The ADPCM algorithm from the Consultative Committee for International Telegraph and Telephone (CCITT) transmits all 16 possible bit patterns. The ADPCM algorithm from the American National Standards Institute (ANSI) uses 15 of the 16 possible bit patterns. The ANSI ADPCM algorithm does not generate a 0000 pattern.
The ITU standards for compression are as follows:
- G.711 rate: 64 kbps = (2 * 4 kHz) * 8 bits/sample
- G.726 rate: 32 kbps = (2 * 4 kHz) * 4 bits/sample
- G.726 rate: 24 kbps = (2 * 4 kHz) * 3 bits/sample
- G.726 rate: 16 kbps = (2 * 4 kHz) * 2 bits/sample
Code excited linear prediction (CELP) compression transforms analog voice as follows:
1. The input to the coder is converted from an 8-bit to a 16-bit linear PCM sample.

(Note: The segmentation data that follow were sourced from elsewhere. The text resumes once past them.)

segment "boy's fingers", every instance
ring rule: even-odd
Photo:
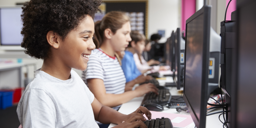
[[[131,123],[138,120],[145,121],[146,120],[146,118],[140,113],[137,113],[135,114],[135,115],[133,116],[130,119],[125,121],[125,122],[128,123]]]
[[[140,127],[140,128],[147,128],[147,125],[143,123],[142,121],[139,120],[132,123],[132,127]]]

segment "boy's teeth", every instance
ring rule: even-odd
[[[82,56],[83,56],[84,57],[85,57],[88,58],[90,58],[90,55],[86,55],[86,54],[82,54]]]

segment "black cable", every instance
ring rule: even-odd
[[[226,106],[226,104],[212,104],[209,103],[207,103],[207,104],[212,106]]]
[[[215,106],[215,107],[211,107],[208,108],[207,108],[207,110],[210,110],[212,109],[216,108],[224,108],[225,109],[227,109],[227,107],[220,107],[220,106]]]
[[[210,115],[212,115],[217,114],[218,114],[218,113],[224,113],[224,112],[228,112],[228,111],[220,111],[219,112],[214,112],[213,113],[210,113],[210,114],[206,114],[206,116],[210,116]]]
[[[212,98],[212,97],[210,97],[210,98],[212,98],[212,99],[213,99],[213,100],[215,100],[215,101],[216,101],[216,102],[217,102],[217,103],[219,103],[219,104],[220,104],[220,102],[218,102],[218,101],[217,101],[217,100],[215,100],[215,99],[214,99],[214,98]]]
[[[228,4],[229,4],[229,3],[230,3],[230,2],[232,0],[230,0],[230,1],[229,1],[229,2],[228,3]],[[227,10],[226,10],[226,12],[227,12]],[[226,17],[225,17],[225,20],[226,20]],[[221,84],[222,83],[221,83],[221,75],[220,75],[220,96],[221,96],[221,101],[222,101],[222,104],[224,104],[224,102],[223,101],[223,97],[222,96],[222,91],[221,90],[221,88],[222,88],[222,87],[221,87]],[[227,107],[228,107],[227,106]],[[224,115],[224,108],[223,109],[223,119],[224,119],[224,124],[223,124],[223,125],[225,125],[225,126],[226,126],[228,128],[228,124],[227,124],[227,122],[226,122],[226,119],[225,119],[225,116]]]
[[[224,19],[224,20],[226,20],[226,16],[227,15],[227,11],[228,11],[228,5],[229,5],[229,3],[230,3],[230,2],[232,1],[232,0],[230,0],[229,2],[228,2],[228,6],[227,6],[227,8],[226,8],[226,12],[225,12],[225,18]]]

2. A codebook uses feedback to continuously learn and predict the voice waveform.
3. The coder is excited (that is, begins its lookup process) by a white noise generator.
4. The mathematical result is sent to the far-end decoder for synthesis and generation of the voice waveform.
Two forms of CELP include Low-Delay CELP (LDCELP) and Conjugate Structure Algebraic CELP (CS-ACELP). LDCELP is similar to CS-ACELP, except for the following:
- LDCELP uses a smaller codebook and operates at 16 kbps to minimize delay, or look-ahead, from 2 to 5 ms, while CS-ACELP minimizes bandwidth requirements (8 kbps) at the expense of increasing delay (10 ms).
- The 10-bit code word is produced from every five speech samples from the 8 kHz input with no look-ahead.
- Four of these 10-bit code words are called a subframe. They take approximately 2.5 ms to encode. CS-ACELP uses eight 10-bit code words.
Two of these subframes are combined into a 5-ms block for transmission. CS-ACELP is a variation of CELP that performs these functions:
- Codes 80-byte frames, which take approximately 10 ms to buffer and process.
- Adds a look-ahead of 5 ms. A look-ahead is a coding mechanism that continuously analyzes, learns, and predicts the next waveshape.
- Adds noise reduction and pitch-synthesis filtering to processing requirements.
Cisco VoIP environments typically leverage the benefits of G.729 when transmitting voice traffic over the IP WAN. These benefits include the ability to minimize bandwidth demands, while maintaining an acceptable level of voice quality. Several variants of G.729 exist.